The party comes into view in the distance, a huge white tent set up on the beach, strung lights glimmering in delicate, parallel strands that stretch down the length of the interior. Bright, jazzy trumpet notes drift across the air.

“I mean, come on,” she says, gesturing to what’s in front of us. “We could all just drink Pacificos and lime on the beach and be completely happy. Is all of this necessary?”

“It’s probably the McKellans showing off to my parents.”

“Who knew grocers were so powerful?” she asks, and I try to resist the urge to explain it to her, but the words rise up out of me anyway.

“Dad’s power isn’t just about Weston Foods,” I tell her.

“What does that mean?”

“His hands are in everything,” I explain. “Every huge industry, he’s there. Here’s an example: He gave seed money to a few friends of Alex’s when they wanted to start a little website called Twitter—I refuse to call it X.” Anna snickers. “He invested early in Apple, Uber, even Amazon. He serves on the board of five different Fortune 500s. He knows everyone. Has dirt on everyone, too.” That one hits close to home, and I kick a stray branch out of her path so she doesn’t trip on it. “At some big dinner recognizing charitable CEOs, this one guy, a college friend of Dad’s from Penn, joked that he saw my father with his arm around a woman at a hotel bar. Maybe it was true—I suspect it was—but I think my dad would have destroyed him for starting a baseless rumor, too. He was an executive at a hedge fund and Dad leaked his personal financials to the board; this guy had to empty his retirement savings to pay off his wife’s credit card debt and the board found him unfit to advise clients. He couldn’t get another job and they had to leave New York and move back in with her parents. Last I heard, they’d divorced, and he was working as a bank manager in Tulsa.”

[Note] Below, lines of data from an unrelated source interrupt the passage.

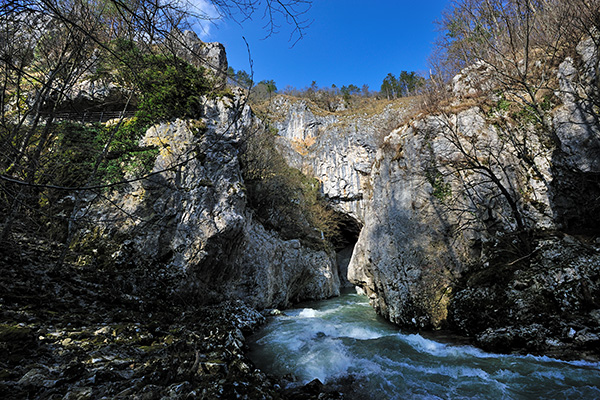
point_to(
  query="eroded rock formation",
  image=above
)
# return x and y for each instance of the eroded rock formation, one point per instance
(189, 226)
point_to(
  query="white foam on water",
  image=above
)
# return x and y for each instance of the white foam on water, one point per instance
(337, 341)
(308, 313)
(324, 361)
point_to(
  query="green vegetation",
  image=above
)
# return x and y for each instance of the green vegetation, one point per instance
(441, 189)
(405, 85)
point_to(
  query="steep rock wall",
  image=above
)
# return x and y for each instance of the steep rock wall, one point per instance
(336, 148)
(189, 227)
(443, 242)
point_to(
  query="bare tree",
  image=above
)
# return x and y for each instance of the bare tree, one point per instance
(49, 46)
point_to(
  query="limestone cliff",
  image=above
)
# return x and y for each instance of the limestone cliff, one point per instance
(189, 226)
(336, 148)
(451, 192)
(476, 217)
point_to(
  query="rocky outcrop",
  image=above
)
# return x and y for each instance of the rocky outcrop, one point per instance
(337, 148)
(486, 224)
(211, 56)
(189, 227)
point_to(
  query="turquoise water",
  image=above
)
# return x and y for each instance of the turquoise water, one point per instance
(344, 344)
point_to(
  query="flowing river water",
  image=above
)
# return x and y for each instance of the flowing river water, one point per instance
(344, 344)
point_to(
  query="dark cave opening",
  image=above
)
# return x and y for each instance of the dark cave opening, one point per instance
(349, 229)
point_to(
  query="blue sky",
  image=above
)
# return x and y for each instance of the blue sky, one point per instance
(348, 42)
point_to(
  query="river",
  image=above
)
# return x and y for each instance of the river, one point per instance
(344, 344)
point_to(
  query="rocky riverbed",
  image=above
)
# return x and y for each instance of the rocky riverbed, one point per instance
(80, 333)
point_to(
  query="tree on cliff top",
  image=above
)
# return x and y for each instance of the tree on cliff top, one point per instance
(49, 46)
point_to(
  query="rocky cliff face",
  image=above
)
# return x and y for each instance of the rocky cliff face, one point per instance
(189, 227)
(439, 245)
(338, 149)
(476, 218)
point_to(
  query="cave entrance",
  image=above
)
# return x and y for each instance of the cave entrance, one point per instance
(349, 229)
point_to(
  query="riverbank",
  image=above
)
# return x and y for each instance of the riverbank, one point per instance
(343, 343)
(76, 333)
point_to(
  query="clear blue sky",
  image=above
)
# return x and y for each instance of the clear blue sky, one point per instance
(348, 42)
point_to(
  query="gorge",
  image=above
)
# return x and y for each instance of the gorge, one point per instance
(138, 257)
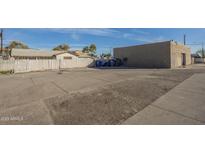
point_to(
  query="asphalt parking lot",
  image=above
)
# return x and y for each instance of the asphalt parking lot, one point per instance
(84, 96)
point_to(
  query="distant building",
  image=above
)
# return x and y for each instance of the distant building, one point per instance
(80, 54)
(197, 58)
(39, 54)
(167, 54)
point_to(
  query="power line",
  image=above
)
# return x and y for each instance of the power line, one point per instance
(1, 40)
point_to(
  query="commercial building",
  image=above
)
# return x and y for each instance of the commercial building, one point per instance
(168, 54)
(39, 54)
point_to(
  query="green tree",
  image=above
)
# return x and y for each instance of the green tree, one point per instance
(201, 52)
(17, 44)
(106, 55)
(62, 47)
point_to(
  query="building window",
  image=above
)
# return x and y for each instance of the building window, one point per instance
(67, 57)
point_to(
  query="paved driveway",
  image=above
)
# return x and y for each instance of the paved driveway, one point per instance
(83, 96)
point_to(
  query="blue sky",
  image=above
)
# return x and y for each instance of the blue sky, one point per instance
(104, 38)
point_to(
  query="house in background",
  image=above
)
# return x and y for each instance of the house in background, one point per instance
(80, 54)
(39, 54)
(167, 54)
(197, 58)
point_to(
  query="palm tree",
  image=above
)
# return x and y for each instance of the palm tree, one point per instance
(93, 48)
(90, 50)
(86, 49)
(17, 44)
(62, 47)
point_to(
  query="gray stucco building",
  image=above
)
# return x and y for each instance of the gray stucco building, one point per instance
(167, 54)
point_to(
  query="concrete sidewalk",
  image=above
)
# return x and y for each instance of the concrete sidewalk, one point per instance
(184, 104)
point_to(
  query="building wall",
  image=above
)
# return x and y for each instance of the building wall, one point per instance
(28, 65)
(156, 55)
(176, 54)
(66, 56)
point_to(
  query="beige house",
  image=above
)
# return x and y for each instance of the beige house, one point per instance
(167, 54)
(39, 54)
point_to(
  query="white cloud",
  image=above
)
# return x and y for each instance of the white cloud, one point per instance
(75, 36)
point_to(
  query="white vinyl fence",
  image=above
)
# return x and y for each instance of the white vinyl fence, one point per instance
(43, 64)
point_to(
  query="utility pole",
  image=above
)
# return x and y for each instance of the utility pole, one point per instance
(184, 39)
(1, 40)
(202, 49)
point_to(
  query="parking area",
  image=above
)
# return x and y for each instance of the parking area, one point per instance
(84, 96)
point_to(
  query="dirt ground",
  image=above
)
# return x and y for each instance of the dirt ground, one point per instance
(85, 96)
(112, 104)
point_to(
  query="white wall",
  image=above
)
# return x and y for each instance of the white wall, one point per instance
(41, 64)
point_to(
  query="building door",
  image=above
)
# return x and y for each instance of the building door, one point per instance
(183, 59)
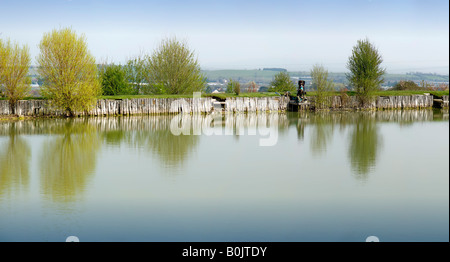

Anna lets out a shocked breath. “Can I ask you something?”

“Yes.”

“Do you honestly care that much about the money?”

I open my mouth and then close it again. I may not have the words yet for what’s going on between the two of us, but talking about the family trust opens up the trapdoor to feelings I can identify, feelings like guilt and obligation, panic and loyalty and dread. “I can’t just walk away. It’s not that simple,” I say, hoping she’ll leave it.

But this is Anna. She never leaves anything. “Then explain it like I’m a toddler.”

“It’s—” I cut off, shaking my head. “I’m not only here because of my inheritance. It’s much bigger than that.”

Her eyes go wide in disbelief. “Bigger than a hundred million dollars?”

I look over at her and nod, but that’s all I can do for now because we’re here, out in front of the party tent.

Anna threads her arm through mine and we step in together, taking it all in. It’s not technically a costume party, but I spot an attempt at Audrey Hepburn in the crowd, Lucille Ball and Desi Arnaz look-alikes, a Sammy Davis Jr., and a handful of Marilyns. A band plays in the corner, a backdrop behind them built to look like the Southern California skyline, complete with towering palm trees, art deco buildings, twinkling windows, and of course, the HOLLYWOOD sign. Long tables are dressed in glittering fabric and topped with vases of arching white ostrich plumes.